Bad Boy mogul tried to defuse tension between G-Unit and Czar Entertainment.
The beef between James "Jimmy Henchman" Rosemond and 50 Cent's G-Unit crew could have been squashed if both parties would've listened to Diddy, a prosecution witness revealed in Manhattan Federal Court Wednesday (Feb. 12).
Rosemond is on trial for ordering the murder of G-Unit associate Lowell Fletcher. On the stand yesterday, the 40-year-old's former cocaine runner, Khalil Abdullah, detailed a secret meeting between the Czar Entertainment founder and 50. Abdullah and Fif's manager, Chris Lighty — who died of an apparent suicide in 2012 — were on hand for what turned into another heated run-in between the opposing sides.
According to Abdullah, the Violator Management founder attacked Rosemond. "Chris ended up mushing Rosemond in the face," he said. "Puff jumped in between them and broke it up."
The peace-making gesture eventually gave way to yet another boiling point in 2007, when G-Unit member Tony Yayo allegedly roughed up Rosemond's teen son. Reportedly, Rosemond told Abdullah to have Lighty shot in the leg as retaliation for Yayo slapping the boy, but the plan never came into fruition.
Rosemond later hired a gunman to kill Fletcher, Abdullah asserted, referencing a conversation he had with the convicted drug kingpin.
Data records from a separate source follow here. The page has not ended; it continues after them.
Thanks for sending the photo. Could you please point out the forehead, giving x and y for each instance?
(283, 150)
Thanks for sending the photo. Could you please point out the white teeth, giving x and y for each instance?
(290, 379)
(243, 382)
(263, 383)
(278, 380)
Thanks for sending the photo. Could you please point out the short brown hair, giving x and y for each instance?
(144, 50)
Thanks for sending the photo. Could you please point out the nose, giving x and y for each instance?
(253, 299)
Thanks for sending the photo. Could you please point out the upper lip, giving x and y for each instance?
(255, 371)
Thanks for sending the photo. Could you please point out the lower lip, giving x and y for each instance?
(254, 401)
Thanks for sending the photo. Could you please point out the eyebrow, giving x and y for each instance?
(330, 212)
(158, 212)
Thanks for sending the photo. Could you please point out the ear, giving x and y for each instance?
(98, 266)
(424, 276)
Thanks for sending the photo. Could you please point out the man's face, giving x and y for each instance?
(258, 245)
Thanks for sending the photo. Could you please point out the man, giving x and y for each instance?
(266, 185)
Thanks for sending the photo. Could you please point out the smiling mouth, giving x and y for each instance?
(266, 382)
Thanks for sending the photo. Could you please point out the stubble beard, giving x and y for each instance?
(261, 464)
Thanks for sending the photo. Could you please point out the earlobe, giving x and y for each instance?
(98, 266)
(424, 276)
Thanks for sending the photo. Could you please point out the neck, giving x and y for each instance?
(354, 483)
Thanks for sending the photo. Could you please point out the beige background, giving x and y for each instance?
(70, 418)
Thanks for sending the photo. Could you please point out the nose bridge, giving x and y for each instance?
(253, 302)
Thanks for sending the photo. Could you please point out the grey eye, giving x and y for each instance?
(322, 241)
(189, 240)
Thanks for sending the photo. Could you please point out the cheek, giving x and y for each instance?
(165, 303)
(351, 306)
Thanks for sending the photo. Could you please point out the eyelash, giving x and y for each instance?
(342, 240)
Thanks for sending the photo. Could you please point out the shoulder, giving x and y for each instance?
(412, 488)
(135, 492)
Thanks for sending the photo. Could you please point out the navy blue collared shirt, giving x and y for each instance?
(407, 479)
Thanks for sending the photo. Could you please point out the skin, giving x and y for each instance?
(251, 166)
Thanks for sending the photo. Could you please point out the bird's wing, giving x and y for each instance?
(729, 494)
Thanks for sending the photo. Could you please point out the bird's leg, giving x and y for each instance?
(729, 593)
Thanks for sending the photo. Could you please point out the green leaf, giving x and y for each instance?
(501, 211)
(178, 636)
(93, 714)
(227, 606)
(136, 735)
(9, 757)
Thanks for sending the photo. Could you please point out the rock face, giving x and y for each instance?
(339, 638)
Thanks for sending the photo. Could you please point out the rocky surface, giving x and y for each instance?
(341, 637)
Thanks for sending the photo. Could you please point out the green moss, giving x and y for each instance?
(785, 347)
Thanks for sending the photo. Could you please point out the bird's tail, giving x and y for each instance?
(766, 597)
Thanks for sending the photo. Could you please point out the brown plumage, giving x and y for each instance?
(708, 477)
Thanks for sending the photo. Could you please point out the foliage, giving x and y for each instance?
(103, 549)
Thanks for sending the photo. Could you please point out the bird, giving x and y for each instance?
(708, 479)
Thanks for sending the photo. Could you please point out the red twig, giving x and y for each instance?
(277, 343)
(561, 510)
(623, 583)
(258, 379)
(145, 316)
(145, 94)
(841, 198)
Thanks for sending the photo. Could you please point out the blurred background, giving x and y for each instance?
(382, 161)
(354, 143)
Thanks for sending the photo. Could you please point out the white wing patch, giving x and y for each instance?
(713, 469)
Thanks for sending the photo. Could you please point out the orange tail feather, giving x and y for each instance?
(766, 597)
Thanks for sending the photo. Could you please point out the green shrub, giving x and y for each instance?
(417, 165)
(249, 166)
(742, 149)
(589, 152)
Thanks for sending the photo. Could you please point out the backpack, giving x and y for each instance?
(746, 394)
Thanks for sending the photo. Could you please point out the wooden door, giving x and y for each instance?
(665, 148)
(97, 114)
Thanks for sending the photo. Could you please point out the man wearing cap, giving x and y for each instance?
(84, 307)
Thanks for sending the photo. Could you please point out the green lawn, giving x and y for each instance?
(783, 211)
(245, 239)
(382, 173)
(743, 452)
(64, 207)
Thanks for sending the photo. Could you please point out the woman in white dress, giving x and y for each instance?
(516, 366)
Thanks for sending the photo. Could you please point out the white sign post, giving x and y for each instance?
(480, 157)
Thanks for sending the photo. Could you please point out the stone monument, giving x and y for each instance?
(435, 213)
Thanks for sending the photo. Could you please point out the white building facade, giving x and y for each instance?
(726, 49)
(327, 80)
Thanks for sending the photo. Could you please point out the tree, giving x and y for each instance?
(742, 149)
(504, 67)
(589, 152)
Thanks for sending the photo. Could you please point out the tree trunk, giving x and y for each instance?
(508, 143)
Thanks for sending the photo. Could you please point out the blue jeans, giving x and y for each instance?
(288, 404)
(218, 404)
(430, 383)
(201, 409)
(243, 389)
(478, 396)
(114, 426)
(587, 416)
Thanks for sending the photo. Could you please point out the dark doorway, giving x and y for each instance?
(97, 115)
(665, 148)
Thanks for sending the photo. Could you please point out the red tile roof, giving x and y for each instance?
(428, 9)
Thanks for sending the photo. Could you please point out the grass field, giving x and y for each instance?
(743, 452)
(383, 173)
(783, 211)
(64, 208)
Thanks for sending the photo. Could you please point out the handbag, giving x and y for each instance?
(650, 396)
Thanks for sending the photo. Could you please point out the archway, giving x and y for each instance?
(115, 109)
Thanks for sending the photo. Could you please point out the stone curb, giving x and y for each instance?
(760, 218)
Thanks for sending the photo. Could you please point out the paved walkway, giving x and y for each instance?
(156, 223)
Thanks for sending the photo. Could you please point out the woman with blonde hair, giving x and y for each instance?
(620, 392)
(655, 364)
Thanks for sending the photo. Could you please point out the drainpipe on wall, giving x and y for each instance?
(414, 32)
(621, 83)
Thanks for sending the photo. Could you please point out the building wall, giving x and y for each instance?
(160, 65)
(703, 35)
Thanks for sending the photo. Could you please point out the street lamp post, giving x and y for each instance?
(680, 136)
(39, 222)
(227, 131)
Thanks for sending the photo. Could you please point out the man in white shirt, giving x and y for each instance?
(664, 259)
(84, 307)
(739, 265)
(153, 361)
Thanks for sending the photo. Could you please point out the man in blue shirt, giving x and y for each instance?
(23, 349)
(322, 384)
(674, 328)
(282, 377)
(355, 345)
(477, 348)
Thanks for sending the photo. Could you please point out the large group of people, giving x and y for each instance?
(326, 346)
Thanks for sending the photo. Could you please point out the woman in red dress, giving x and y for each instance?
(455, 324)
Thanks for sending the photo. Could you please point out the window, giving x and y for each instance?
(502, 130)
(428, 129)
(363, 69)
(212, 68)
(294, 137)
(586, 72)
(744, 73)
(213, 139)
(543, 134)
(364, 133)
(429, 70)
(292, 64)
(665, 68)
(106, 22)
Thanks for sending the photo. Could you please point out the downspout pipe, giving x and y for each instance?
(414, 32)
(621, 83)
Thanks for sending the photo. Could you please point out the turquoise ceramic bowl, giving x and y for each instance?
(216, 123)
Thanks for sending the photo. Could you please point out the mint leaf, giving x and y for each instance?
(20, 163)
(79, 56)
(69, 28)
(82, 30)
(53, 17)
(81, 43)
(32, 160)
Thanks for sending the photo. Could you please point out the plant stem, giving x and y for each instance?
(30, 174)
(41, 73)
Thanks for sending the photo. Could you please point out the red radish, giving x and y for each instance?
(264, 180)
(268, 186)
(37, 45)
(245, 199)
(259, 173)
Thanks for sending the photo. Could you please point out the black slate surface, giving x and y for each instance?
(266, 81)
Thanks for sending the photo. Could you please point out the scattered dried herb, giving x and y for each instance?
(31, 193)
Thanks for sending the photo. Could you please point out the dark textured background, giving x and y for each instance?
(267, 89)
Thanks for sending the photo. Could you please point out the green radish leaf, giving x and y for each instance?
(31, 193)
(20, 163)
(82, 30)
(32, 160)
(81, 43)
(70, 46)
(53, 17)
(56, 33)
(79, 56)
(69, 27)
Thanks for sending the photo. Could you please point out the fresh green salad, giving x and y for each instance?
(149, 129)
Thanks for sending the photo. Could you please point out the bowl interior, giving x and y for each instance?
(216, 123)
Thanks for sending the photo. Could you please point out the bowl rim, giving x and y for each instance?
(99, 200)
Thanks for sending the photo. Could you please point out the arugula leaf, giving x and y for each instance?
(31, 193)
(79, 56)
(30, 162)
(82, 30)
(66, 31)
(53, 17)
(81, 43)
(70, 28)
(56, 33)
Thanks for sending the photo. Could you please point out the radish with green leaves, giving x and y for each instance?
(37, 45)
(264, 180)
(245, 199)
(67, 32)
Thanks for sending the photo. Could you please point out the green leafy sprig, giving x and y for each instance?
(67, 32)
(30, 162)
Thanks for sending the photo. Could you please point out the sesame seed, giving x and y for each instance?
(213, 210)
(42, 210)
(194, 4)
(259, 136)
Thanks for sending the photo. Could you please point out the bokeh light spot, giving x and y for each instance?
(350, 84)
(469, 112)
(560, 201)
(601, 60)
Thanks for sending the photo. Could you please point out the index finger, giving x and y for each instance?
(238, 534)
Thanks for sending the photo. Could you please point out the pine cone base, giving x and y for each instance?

Prosecutors allege that Fletcher was low on the G-Unit totem pole and therefore an easier target. His shooting death added another bloody chapter to a clash that started over Rosemond's old client Game's feud with his onetime G-Unit colleagues.
Fletcher was gunned down on a Bronx street corner in 2009. He was lured to the location by Brian "Slim" McLeod, who was hired by Rosemond and previously served jail time with Fletcher. Another accomplice, Derrick Grant, pulled the trigger. "Slim's man came out of nowhere and clapped the dude up," Abdullah, who wasn't physically on hand at the murder scene, said.
Grant and McLeod were paid with a $30,000 brick of cocaine for their help, and according to Abdullah, Rosemond was in Miami at the time of the murder.
During Wednesday's cross examination, Rosemond's attorney, Bruce Maffeo, attempted to poke holes in Abdullah's credibility. In court earlier in the week, Maffeo warned jurors about prosecution witnesses potentially lying on the stand in return for leniency.
Abdullah, is serving eight years for his roll in the multi-million dollar drug trafficking case that put Rosemond behind bars for life. He could walk from custody sooner for testifying against his former boss.